COLOMBIA. LA PACE IN BILICO DOPO LA VITTORIA DEL NO AL REFERENDUM

DI SALVATORE OCCHIUTO

SALVATORE OCCHIUTO

Al contrario di molti osservatori stranieri che sono rimasti sorpresi dalla vittoria del no, coloro che conoscono bene la Colombia non sono stupefatti dall’esito del referendum odierno. L’accordo di pace tra il Governo e le Farc è stato naturalmente festeggiato da tutti in quanto ha chiuso una pagina buia della storia nazionale. Una guerra civile durata quasi 50 anni che ha causato oltre 200.000 morti e cinque milioni di sfollati. Ma le condizioni di reintegro nella società civile degli ex guerriglieri avevano destato enorme indignazione e profondo malcontento. Uno scarto di appena 65.000 voti pari al 51,3% non rappresenta in maniera reale la situazione interna.
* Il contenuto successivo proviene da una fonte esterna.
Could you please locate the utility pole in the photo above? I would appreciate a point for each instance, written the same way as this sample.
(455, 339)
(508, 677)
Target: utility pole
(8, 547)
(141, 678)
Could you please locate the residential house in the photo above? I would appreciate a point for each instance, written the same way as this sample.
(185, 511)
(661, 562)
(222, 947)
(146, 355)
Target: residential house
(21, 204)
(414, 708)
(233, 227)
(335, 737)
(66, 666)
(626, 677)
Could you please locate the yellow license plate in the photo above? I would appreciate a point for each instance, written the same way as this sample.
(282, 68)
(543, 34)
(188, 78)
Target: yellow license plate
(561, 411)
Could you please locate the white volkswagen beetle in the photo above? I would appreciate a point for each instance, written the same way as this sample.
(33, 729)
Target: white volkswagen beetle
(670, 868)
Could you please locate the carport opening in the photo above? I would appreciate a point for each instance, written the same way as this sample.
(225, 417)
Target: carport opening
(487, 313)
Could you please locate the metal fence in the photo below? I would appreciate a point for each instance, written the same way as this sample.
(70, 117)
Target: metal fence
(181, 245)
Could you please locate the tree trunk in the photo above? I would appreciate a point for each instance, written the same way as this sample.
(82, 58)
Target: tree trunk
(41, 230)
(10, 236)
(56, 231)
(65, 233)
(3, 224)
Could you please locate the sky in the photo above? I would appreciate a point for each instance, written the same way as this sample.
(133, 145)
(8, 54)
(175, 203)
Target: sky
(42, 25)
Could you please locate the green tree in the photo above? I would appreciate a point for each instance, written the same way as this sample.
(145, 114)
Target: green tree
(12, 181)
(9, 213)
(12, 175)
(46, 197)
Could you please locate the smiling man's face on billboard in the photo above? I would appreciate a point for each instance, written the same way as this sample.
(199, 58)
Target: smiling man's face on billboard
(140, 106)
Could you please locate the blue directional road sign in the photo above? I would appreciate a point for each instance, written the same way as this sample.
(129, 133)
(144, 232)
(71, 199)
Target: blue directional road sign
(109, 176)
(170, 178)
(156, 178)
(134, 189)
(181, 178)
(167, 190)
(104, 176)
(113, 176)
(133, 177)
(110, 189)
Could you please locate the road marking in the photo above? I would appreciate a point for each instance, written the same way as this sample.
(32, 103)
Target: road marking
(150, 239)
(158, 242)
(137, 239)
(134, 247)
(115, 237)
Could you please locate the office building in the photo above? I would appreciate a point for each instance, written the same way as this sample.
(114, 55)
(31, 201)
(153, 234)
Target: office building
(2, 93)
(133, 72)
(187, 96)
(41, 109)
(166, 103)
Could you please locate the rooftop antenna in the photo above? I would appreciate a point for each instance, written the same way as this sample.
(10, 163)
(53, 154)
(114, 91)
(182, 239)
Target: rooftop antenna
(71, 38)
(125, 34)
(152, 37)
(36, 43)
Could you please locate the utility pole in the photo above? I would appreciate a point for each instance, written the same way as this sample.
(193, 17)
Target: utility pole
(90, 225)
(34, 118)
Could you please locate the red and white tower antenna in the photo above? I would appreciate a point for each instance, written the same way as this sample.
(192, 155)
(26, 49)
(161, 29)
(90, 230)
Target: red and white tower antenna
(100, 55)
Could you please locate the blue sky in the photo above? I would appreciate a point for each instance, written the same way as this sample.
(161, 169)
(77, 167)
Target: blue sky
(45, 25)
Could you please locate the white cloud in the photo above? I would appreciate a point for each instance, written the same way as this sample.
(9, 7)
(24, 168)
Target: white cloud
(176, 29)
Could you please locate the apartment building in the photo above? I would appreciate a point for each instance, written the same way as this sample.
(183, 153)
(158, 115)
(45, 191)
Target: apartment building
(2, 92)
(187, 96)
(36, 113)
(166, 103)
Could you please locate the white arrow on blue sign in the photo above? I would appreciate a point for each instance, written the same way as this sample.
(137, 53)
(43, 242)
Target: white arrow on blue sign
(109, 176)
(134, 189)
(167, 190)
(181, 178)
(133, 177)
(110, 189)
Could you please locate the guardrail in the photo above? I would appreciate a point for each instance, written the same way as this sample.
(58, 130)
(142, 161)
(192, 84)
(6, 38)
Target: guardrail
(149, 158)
L’azione politico-militare delle Farc era iniziata negli anni sessanta con indubbio favore popolare perchè si opponeva alla visione latifondista. Medesimo avvio per un altro gruppo della guerriglia l’M-19 che aveva cominciato la lotta armata derubando i camion del latte per distribuirli nei quartieri poveri di Bogotà. Due tipologie di contrasto del potere costituito ambedue sfociate in una guerra permanente che ha coinvolto ogni strato della popolazione. La promessa amnistia, il mancato risarcimento delle vittime, la possibilità di partecipare alla vita politica hanno alienato le simpatie della maggioranza della cittadinanza che non vuole dimenticare il sangue, spesso innocente, sparso durante attentati, sequestri, imboscate, scontri a fuoco. Fronte del no capeggiato dall’ex Presidente Alvaro Uribe (2002-2010), fautore della soluzione militare ad oltranza. Un paese spaccato a metà che deve trovare una via d’uscita. Nelle intenzioni del Presidente Manuel Santos un nuovo compromesso o sostanziali modifiche all’accordo stipulato senza convalida popolare. “La pace non è in discussione”. Questa la dichiarazione del supremo mandatario. “Non torneremo indietro”. Così rassicura il leader delle Farc Rodrigo Londono “Timochenko”. Ancora una volta la politica dovrà superare il rancore e l’odio nell’estremo tentativo di stabilizzare una situazione delicata e incerta.